Field of the Invention
The present disclosure relates to a printing element substrate, a liquid ejection head, and a printing apparatus.
Description of the Related Art
Some liquid ejection heads, for example, an ink-jet print head that ejects ink to print an image, use an electrothermal conversion element (a heater) or a piezoelectric element as a printing element for generating ejection energy. Such an ink-jet print head applies driving voltage to a printing element and ejects ink from ejection ports using the ejection energy generated from the printing element. Since the amount of ink ejected from the ejection ports changes according to the driving voltage applied to the printing element, it is important to stabilize the driving voltage to stabilize liquid ejection characteristics. Japanese Patent Laid-Open No. 2010-155452 discloses a configuration in which the gate voltage of a PMOS transistor connected to one end of each heater and the gate voltage of an NMOS transistor connected to the other end of the heater are individually controlled by individual voltage conversion circuits. The voltage conversion circuits, the PMOS transistor, the NMOS transistor, and the heater are provided on a print head substrate. PMOS is an abbreviation of a p-channel metal-oxide semiconductor, and NMOS is an abbreviation of an n-channel metal-oxide semiconductor.

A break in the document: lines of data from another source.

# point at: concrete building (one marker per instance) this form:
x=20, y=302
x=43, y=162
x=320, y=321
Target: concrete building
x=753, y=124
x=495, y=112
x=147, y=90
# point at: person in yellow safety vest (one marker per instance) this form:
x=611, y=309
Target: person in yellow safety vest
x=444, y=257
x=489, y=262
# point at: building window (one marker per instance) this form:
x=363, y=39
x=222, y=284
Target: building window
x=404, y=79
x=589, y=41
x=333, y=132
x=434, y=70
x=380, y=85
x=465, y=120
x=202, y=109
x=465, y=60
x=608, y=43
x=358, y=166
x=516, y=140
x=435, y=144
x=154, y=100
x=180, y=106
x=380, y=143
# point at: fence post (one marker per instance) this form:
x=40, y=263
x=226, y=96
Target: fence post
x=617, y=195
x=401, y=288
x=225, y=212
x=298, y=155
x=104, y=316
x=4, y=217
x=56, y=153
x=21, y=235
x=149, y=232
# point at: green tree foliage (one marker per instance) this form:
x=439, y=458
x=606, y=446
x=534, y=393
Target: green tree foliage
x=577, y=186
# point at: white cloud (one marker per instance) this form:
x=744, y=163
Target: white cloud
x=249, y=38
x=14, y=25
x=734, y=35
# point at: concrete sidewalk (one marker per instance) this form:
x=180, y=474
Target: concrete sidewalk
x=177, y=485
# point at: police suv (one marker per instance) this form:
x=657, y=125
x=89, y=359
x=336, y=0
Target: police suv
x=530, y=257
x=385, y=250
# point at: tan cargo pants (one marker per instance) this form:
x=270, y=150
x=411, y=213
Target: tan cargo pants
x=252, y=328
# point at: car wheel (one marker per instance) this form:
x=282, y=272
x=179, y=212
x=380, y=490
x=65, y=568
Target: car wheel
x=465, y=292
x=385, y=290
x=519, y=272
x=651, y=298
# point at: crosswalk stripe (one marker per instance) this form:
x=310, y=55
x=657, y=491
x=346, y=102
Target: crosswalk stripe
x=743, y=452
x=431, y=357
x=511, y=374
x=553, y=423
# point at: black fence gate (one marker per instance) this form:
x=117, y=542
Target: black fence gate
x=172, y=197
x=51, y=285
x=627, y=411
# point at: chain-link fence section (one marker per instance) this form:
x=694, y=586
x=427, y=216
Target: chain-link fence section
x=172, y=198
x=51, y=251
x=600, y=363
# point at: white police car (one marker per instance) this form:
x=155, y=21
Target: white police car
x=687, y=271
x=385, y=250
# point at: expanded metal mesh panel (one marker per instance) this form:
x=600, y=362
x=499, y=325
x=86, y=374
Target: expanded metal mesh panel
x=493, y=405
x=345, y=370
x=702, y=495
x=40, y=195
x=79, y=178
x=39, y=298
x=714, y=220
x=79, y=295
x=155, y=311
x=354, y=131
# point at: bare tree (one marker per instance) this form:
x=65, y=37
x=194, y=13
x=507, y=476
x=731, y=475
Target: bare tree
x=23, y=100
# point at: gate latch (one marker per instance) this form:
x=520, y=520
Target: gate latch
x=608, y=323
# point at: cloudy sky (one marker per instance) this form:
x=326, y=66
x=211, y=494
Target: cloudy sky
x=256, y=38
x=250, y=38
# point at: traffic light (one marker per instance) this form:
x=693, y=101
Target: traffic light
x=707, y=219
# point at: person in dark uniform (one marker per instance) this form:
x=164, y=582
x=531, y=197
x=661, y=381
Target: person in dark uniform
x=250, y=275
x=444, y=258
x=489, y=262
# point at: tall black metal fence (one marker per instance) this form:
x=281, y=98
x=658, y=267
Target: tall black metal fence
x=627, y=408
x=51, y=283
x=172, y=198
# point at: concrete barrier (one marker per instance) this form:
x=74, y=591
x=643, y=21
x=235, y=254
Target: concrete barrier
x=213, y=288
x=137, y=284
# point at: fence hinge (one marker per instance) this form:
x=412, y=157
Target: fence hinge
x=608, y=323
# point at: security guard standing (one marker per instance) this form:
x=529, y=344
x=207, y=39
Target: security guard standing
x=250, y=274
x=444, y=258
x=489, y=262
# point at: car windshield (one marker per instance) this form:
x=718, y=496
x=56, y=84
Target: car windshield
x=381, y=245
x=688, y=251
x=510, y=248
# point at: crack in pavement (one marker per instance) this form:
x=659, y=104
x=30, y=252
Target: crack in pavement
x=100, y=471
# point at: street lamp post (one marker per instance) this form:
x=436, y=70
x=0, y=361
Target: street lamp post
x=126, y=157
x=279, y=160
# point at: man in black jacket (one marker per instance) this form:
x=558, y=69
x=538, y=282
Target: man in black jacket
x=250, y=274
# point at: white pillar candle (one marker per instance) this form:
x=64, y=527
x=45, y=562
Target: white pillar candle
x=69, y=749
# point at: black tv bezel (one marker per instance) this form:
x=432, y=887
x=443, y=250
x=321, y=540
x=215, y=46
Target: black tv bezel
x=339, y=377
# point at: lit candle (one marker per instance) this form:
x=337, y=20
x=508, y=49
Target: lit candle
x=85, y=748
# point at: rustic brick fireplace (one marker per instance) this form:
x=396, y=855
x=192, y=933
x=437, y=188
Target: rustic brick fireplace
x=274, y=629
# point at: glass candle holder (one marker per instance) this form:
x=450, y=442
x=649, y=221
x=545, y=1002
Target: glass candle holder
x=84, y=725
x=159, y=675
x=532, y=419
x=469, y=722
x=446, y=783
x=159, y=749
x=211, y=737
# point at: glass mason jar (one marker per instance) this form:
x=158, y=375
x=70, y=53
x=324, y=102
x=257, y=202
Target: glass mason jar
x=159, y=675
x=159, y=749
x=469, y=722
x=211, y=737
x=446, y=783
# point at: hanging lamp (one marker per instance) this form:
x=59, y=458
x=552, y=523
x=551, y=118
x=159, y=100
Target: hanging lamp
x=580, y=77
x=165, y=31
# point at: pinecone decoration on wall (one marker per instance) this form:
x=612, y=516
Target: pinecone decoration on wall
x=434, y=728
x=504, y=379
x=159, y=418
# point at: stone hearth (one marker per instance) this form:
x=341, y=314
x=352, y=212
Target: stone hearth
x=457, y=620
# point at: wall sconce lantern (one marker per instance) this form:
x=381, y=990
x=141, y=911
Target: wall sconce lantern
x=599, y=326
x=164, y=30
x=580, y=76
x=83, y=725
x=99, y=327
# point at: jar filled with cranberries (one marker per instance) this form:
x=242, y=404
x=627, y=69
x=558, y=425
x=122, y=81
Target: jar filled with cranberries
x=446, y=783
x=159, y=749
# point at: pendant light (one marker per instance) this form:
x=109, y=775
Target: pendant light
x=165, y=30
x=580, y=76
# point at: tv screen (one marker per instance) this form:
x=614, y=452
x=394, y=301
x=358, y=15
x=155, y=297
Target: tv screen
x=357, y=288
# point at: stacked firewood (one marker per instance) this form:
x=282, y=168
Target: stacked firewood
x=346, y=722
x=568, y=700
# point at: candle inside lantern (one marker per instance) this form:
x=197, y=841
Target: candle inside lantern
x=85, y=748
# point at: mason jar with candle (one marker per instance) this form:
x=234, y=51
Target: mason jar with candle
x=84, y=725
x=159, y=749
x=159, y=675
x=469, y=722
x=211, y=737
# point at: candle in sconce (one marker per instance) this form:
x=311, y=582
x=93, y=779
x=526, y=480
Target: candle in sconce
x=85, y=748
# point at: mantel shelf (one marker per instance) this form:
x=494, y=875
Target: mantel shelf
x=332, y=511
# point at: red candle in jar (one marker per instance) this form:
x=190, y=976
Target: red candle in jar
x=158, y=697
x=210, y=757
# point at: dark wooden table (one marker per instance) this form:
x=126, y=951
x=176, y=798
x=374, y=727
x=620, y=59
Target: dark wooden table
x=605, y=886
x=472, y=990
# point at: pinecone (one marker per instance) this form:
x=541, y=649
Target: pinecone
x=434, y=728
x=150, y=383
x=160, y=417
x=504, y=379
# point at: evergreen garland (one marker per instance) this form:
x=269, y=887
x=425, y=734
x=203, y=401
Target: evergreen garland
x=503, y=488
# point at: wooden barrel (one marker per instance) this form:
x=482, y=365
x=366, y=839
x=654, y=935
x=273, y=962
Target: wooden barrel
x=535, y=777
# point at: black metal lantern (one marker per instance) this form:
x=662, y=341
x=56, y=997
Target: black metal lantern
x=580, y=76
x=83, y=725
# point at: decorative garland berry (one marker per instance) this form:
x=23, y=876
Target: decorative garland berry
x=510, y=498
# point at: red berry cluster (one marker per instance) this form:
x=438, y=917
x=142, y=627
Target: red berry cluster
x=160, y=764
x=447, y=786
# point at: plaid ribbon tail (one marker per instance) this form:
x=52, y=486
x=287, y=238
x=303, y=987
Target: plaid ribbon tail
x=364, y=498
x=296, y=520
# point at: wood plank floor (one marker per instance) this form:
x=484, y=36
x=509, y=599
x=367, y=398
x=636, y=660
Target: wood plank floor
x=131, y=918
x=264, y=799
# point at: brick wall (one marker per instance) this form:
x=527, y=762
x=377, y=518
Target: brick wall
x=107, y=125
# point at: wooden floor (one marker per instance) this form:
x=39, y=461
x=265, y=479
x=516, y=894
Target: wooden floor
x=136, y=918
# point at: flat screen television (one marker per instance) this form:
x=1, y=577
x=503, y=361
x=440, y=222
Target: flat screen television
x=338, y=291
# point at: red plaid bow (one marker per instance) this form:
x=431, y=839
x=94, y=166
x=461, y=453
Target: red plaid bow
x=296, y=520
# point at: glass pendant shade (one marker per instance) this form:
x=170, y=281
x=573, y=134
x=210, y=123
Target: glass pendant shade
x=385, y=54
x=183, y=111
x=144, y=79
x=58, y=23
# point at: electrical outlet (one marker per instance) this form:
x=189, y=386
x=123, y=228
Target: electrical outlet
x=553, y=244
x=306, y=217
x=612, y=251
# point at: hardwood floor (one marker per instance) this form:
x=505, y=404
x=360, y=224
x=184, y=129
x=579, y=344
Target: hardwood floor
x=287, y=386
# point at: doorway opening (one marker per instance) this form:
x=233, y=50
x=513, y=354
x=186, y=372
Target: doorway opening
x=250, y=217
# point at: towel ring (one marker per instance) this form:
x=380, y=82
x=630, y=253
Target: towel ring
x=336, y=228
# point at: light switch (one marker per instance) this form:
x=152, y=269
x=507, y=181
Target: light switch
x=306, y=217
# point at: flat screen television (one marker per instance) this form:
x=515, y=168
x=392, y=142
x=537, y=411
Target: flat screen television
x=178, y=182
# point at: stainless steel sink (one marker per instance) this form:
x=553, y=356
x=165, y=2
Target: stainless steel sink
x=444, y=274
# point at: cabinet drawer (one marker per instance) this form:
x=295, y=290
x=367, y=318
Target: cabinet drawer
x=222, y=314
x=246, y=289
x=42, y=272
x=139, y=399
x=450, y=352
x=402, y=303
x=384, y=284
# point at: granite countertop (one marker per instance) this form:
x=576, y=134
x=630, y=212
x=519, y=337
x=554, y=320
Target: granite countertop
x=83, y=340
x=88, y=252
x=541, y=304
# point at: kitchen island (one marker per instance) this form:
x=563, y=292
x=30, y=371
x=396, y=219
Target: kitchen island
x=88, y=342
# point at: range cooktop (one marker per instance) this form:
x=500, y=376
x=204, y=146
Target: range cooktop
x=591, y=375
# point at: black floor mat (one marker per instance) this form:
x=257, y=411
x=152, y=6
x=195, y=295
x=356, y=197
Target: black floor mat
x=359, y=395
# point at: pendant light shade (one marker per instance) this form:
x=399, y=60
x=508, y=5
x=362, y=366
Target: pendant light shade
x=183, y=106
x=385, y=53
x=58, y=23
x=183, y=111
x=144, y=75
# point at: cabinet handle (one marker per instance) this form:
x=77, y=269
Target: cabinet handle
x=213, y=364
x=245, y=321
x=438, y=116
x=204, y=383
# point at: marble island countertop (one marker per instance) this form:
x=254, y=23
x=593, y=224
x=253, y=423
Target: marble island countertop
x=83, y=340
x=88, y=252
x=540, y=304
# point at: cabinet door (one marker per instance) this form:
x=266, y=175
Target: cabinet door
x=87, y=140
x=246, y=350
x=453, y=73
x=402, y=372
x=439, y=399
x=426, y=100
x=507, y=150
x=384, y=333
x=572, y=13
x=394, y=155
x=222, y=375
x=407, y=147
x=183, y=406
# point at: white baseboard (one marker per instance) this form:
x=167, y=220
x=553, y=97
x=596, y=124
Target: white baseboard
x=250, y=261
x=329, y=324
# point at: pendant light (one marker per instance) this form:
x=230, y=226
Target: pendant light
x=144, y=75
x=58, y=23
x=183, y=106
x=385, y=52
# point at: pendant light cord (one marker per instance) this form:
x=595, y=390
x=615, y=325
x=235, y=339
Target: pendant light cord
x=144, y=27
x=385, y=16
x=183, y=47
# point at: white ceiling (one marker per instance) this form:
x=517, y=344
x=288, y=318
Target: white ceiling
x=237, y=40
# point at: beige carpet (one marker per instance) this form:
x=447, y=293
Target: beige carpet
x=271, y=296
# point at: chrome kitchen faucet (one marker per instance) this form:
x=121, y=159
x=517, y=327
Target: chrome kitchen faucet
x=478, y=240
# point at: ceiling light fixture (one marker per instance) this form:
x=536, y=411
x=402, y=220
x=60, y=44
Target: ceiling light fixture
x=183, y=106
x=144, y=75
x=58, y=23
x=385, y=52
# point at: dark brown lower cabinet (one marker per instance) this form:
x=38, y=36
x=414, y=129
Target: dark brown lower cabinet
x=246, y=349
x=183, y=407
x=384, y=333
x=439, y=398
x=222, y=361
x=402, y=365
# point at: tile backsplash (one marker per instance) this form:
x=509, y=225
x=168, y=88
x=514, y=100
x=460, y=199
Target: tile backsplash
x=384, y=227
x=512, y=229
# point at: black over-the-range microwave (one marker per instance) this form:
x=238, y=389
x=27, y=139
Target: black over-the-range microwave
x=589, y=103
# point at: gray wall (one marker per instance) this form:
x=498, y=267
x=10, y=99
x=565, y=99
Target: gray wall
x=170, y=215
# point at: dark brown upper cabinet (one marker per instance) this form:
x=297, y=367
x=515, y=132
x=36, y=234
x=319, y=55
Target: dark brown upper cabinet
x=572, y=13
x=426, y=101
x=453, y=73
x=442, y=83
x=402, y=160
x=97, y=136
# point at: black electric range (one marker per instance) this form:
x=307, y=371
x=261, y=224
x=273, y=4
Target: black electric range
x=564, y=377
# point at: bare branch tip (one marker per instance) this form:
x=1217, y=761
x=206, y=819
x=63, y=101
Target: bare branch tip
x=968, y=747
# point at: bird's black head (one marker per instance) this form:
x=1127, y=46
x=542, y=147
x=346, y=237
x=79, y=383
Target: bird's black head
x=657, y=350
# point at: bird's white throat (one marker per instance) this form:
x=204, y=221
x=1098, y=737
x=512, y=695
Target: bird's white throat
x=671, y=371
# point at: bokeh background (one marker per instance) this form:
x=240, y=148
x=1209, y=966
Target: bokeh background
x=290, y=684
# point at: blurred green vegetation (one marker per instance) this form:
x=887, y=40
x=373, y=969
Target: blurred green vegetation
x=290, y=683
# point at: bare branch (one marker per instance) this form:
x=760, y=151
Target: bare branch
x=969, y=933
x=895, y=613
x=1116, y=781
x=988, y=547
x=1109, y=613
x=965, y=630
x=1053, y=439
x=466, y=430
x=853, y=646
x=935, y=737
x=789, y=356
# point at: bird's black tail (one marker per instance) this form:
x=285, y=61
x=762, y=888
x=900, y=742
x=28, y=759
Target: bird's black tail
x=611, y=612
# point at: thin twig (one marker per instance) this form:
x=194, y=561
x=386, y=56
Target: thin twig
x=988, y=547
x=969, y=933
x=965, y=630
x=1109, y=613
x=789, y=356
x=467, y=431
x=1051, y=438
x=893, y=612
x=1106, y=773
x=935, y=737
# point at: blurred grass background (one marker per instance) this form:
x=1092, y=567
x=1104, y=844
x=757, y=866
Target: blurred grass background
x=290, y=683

However, the print-head substrate disclosed in Japanese Patent Laid-Open No. 2010-155452 has two transistors for each of the plurality of heaters. This increases the number of heaters to increase the area of a substrate on which the transistors are disposed, thus making it difficult to achieve size reduction of the substrate.
In contrast, Japanese Patent Laid-Open No. 2015-189049 discloses a print-head substrate having a first transistor that forms an electrical pathway common to a plurality of heaters and a plurality of second transistors that independently drive the plurality of heaters. In other words, this print-head substrate has the first transistor shared by a plurality of heaters, while having a plurality of transistors for one heater. This stabilizes the liquid ejection characteristics, while allowing the substrate to be smaller than a configuration in which the number of first transistors and the number of second transistors are the same as the number of heaters.
However, the liquid ejection characteristics of the print-head substrate disclosed in Japanese Patent Laid-Open No. 2015-189049 can sometimes become unstable. Specifically, if a printing element, such as a heater, is broken, a wiring line connected from the first transistor to the printing element can corrode into breakage. This can make the liquid ejection characteristics unstable because not only driving voltage applied to the broken printing element but also driving voltage applied to another printing element connected to the same first transistor as that connected to the broken printing element can drop or stop.